1. What were the challenges you faced when implementing the algorithm?    
The first challenge is to find the shared neighborhood of the two vertices of one edge, which is used in the update_counter function. In the pseudocode it is just one line of mathematical notation but I find it hard to implement via code. It took me some time to figure out the data structure I should use.    
Another one is choosing the sample size. At first I only use 100 and the algorithm output nothing. I thought maybe there was something wrong with my implementation and I spent a lot of time checking the structure of the algorithm. It turned out that the sample size is too small and there is no shared neighborhood found in the sampled graph.

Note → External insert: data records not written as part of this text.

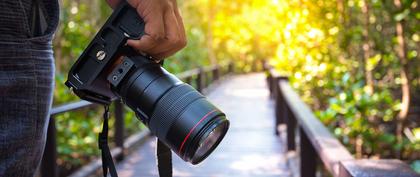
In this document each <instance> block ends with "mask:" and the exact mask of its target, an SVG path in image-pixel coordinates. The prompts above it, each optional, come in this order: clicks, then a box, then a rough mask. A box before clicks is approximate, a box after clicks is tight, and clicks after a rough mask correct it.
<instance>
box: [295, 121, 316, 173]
mask: <svg viewBox="0 0 420 177" xmlns="http://www.w3.org/2000/svg"><path fill="white" fill-rule="evenodd" d="M299 135H300V176H301V177H315V176H316V161H317V154H316V152H315V149H314V147H313V146H312V143H311V141H310V140H309V138H308V136H307V135H306V133H305V131H304V130H303V129H302V128H299Z"/></svg>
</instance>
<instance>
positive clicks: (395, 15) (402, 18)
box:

2. Can the algorithm be easily parallelized? If yes, how? If not, why? Explain.    
I think this algorithm is hard to be parallelized, or need other modifications. To parallelize this algorithm, the stream will be partitioned to different threads and each thread counts its triangles and then add up to be the total triangles in the dataset. However, take one triangle for example, if its three edges are unfortunately distributed into three different threads, then in each thread this triangle is incomplete thus will not be taken into consideration. But globally the triangle does exist. In this case the estimation is not accurate.

3. Does the algorithm work for unbounded graph streams? Explain.   

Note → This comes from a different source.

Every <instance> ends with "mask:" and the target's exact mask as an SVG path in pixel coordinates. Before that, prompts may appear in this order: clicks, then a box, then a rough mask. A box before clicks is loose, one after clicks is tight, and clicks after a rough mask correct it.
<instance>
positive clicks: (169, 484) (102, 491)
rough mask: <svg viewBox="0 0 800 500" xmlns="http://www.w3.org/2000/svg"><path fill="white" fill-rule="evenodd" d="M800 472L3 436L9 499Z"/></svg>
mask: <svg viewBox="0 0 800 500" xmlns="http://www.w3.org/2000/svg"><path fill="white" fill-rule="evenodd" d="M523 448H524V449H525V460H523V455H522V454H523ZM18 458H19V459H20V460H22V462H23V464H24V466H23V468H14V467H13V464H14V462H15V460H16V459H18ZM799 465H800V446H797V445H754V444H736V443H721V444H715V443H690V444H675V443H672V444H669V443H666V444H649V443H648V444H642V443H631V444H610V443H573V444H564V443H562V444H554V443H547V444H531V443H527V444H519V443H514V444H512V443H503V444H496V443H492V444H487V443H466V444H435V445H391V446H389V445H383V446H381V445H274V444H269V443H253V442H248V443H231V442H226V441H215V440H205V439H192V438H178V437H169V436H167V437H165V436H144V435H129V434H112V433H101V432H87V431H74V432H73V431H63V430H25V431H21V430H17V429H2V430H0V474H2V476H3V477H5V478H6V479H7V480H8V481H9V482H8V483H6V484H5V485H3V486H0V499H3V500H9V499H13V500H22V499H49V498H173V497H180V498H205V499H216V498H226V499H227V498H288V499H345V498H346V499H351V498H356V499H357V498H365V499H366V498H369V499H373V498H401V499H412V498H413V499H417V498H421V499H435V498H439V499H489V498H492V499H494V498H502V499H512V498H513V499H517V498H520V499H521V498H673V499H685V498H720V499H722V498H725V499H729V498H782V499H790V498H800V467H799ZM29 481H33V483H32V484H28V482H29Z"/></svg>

Yes, this algorithm is proposed to eastimate both global and local triangles in an infinite streaming graph. It only maintains a sample of edges with a fixed size M that is chosen by the user, so there won't be any concerns regarding running out of memory. The sample of edges is obtained via reservoir sampling, which in each time step t>M, replaces an uniformly-chosen edge in the sample with the coming new edge with probability M/t. In this way, even if the graph is unbounded, since the sample size is fixed, the algorithm will still work well.

4. Does the algorithm support edge deletions? If not, what modification would it need? Explain.   

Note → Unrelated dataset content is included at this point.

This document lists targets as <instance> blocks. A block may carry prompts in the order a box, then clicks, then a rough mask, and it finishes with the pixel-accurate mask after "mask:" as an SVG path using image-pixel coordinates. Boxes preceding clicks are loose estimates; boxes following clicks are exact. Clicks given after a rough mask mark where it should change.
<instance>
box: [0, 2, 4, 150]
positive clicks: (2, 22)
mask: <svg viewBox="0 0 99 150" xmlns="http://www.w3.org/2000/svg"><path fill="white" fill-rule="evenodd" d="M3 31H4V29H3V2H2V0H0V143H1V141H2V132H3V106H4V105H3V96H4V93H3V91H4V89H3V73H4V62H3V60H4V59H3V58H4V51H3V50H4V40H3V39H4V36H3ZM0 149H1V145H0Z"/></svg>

No, for the two versions of the TRIEST algorithms(BASE and IMPROVED) implemented here, they work for insertion-only graphs. To support edge deletions, we could further adopt the TRIEST_FD proposed in the paper as well, which uses random pairing to extend reservoir sampling. The general idea is edge deletions will be "compensated" by future edge insertions and this algorithm keeps two counters to keep track of the number of uncompensated edge deletions involving an edge that was (resp. was not) in S at the time the deletion for that edge was on the stream.